どれみ「ステーキ、おかわりしても・・・いい?」
おんぷ「おかわりどころか、3枚で4枚でもどれみちゃんの食べたい放題よ♪」
優しく微笑みながらおんぷは言う。
どれみ「うおっしゃあ〜!!」
さっき迄の疲れも何処へやら、四人分の荷物を素早く肩に担ぎ、締まりの無い笑顔で元気に先頭を歩き出すどれみ。

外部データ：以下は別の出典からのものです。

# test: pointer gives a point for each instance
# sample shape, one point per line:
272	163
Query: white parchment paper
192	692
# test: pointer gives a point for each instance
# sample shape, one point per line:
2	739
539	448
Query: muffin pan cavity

どれみ(ステーキっ!ステーキっ!ステーキっ!分厚いステーキっっ!)
最早ステーキへの執着心だけが今のどれみを支えていた。
はづき「ウフフ、どれみちゃんたら♪・・・でも、この時代にステーキ屋さんってあるのかしら・・・?」
あいこ「無いやろ。」
遠い目をしながら、無表情でボソッと話すあいこ。
はづき「へ?あ、あいちゃん今何て言ったの・・・?」
あいこの言葉に耳を疑うはづき。
あいこ「だからな、江戸時代にステーキ屋は無いやろおなって言うたんよ。」
はづき「ええっ!?」
全身を硬直化させるはづき。
おんぷ「時代が時代だけに、ちょっと考えられないわよね。」
はづき「そ、そんなあ・・・」
苦笑しながら話すおんぷ見て更に表情をこわばらせ、眼鏡を曇らせるはづき。
どれみ「お〜いみんな〜、早く早く〜♪ステーキ無くなっちゃうよお〜♪」
おんぷ&あいこの企みも知らず元気良く前方から手を振っているどれみ。
あいこ「今行くでぇ〜♪」
おんぷ「どれみちゃん待って〜♪」
お互い微笑み合いながら、再び歩き出すあいことおんぷ。
一人ポツンと取り残されたはづきは、
はづき(どれみちゃん・・・が、が、頑張ってね・・・)
口元を引きつらせながら、心からの応援を元気良く前方を歩くどれみに対して贈る事しか出来なかった。